Will speak to the fitters of the solar panel and see where we go, will let you all know, thank you for your replies


----------



## 747 (Oct 2, 2009)

I did read somewhere that if you have a battery charger with a 'pulse' function, you stand a better chance of reviving a flat battery. It's long term life may be compromised however but it could get you through the summer.


----------



## CliveMott (Mar 10, 2008)

The EC325 system lets you select which battery to use and charge. Leisure is the default but you can select the starter battery from the control panel. Its to the right of the ON/OFF button. Do this and the EC325 will charge your starter battery. As has been said its probably cream crackered but its worth a try. Don,t jump start it from your car because the inrush current could be a tad dramatic as its only 3.3 volts the your car battery with the car engine running will be 14 volts..

Once you have the battery sorted (replaced if necessary) then the simplest way to ensure that BOTH batteries get charged by the solar panel when the van is laid up is here :-
http://www.motts.org/BRIDGING FUSE.htm

Take care

C.


----------



## sallytrafic (Jan 17, 2006)

I would just like to add that modern vans all have a sort of computer that controls the electrics on the vehicle through an interconnection system known as CAN bus. This never truly switches off in normal use (although at 3,3V it probably has by now  ) So all the time the vehicle is standing it is discharging the vehicle battery outside of your control.


----------



## Daedalas (Nov 12, 2009)

Good Morning SuffolkMerc

Quote
A really basic question so don't laugh ! I have a new mercedes sprinter automatic. Autosleeper Suffolk. 
UnQuote

Does new mean bought from the manufacturer in the last 12 months? Or is it new to you?

If the former then is there not an argument that the vehicle battery should not go flat to 3.3v within so short a time and the supplier should replace it for you as it was not 'fit for purpose'?


----------



## Perseus (Apr 10, 2009)

Is it safe to leave an engine battery on hook-up for months on end(during the winter lay-up, for example?

Cheers, John


----------



## HeatherChloe (Oct 18, 2009)

I had a similar problem at Christmas and posted about it.

I hadn't drive my van for 3 weeks and then only for a short hop about town. 

I went out to the van and the engine battery was dead. Everyone said that things like a little red light on the camera could drain it, the tracker, any other little lights. 

I got a company to come out (I didn't know where my engine battery was either) and they found it and gave me a new battery.

I took the old battery into the house, bought a charger in Halfords and charged it up. 

So now I have a spare engine battery which I can put into the van whenever I need to. 

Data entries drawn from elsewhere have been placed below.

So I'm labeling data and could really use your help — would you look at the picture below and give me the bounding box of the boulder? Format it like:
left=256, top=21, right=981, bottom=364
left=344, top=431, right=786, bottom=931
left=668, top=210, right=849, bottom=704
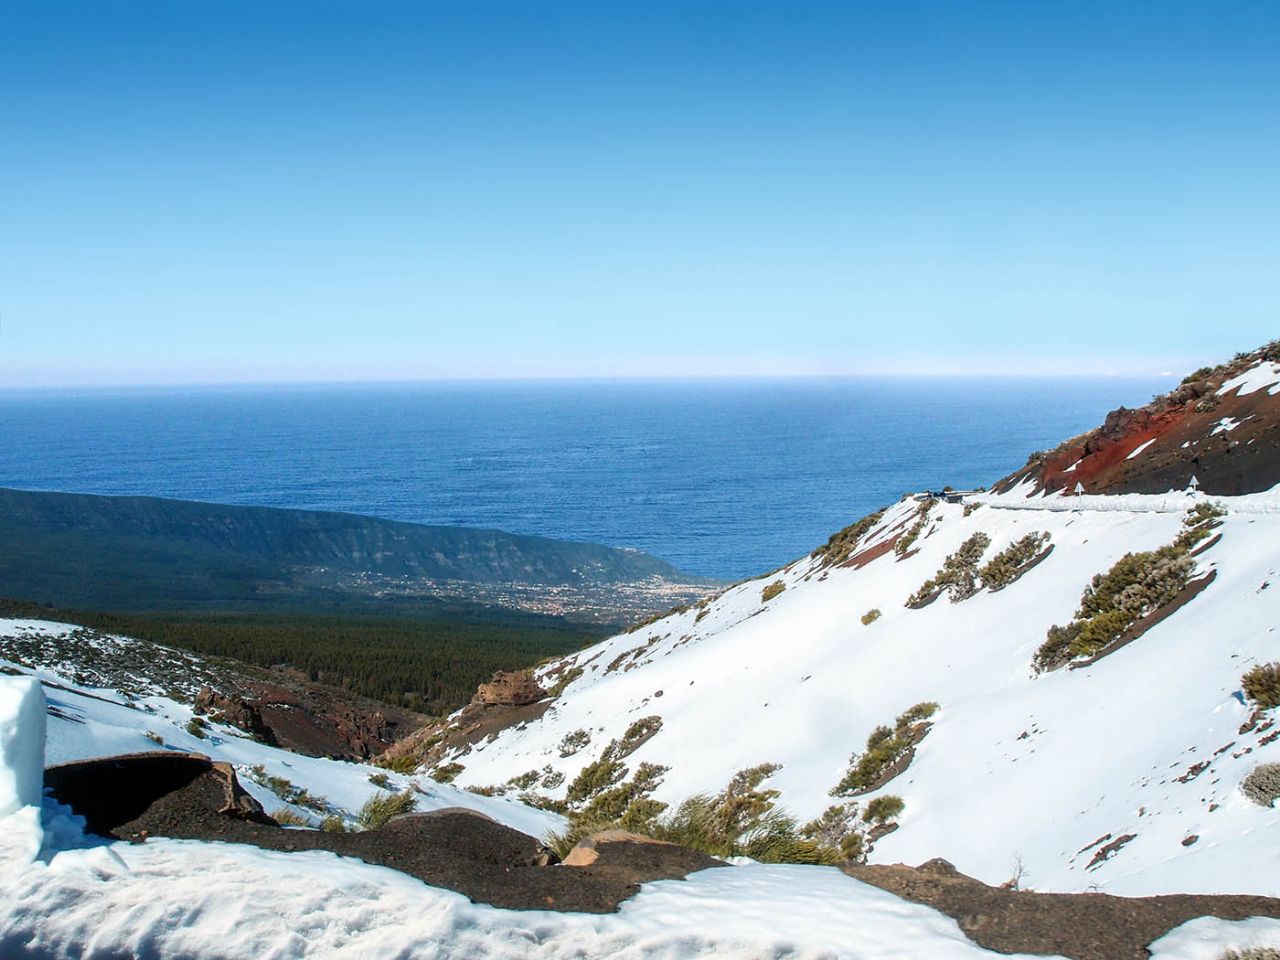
left=562, top=830, right=724, bottom=884
left=474, top=671, right=547, bottom=707
left=193, top=687, right=276, bottom=745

I don't take it away with me, because if I'm away, I have driven, and thus charged up the engine battery.


----------



## Touchwood_RV (May 1, 2005)

suffolkmerc said:


> And what about using jump leads from my car, a 4.2 litre jag ? Or would that just ensure that it's knackered !


Just one thing to note with a battery that flat jumping it could cause the ecu to shut down and will require dealer intervention to reset or worst still replace it.

There are many warnings on the internet about jumping flat batteries, here is one:
"Warning: Jump starting can damage your vehicle electronics.
Check the vehicle operating manual. If the failed battery is open circuit*, then do not attempt to jump start. If your vehicle is fitted with electronic components, ensure that a set of surge protected jumper leads are to be used.
*Open circuit batteries can be detected by:
Battery volts reading zero immediately a high rate discharge test is applied 
When the battery will not accept a charge. 
Also battery that are dead flat or very low"

In my experience an alternator will never charge a battery properly from flat even if you do get it started by jump leads, you will risk damage to the alternator if you use it to charge such a flat battery. Why? Because of the amount the alternator will have to output to charge it, modem alternators are not truly designed to provide that vast output for such prolonged periods of time, only in short bursts.


----------



## rosalan (Aug 24, 2009)

I hope this may help.
While I was out of the country for a month, I left the radio switched on, which totally flattened my battery.
From Halfords, I bought an intelligent charger for less than £50 and over a day and a bit it rectified and put new life into my battery. They talk about sine waves and some form of special discharge but the bottom line is that it worked.
Using my vast experience and education, I managed to do the same again but this time left my side lights on for six weeks. Once more the battery charger saved the day (I did not deserve to survive twice).
   
So, I do not know how or why it worked but it did.
Alan


----------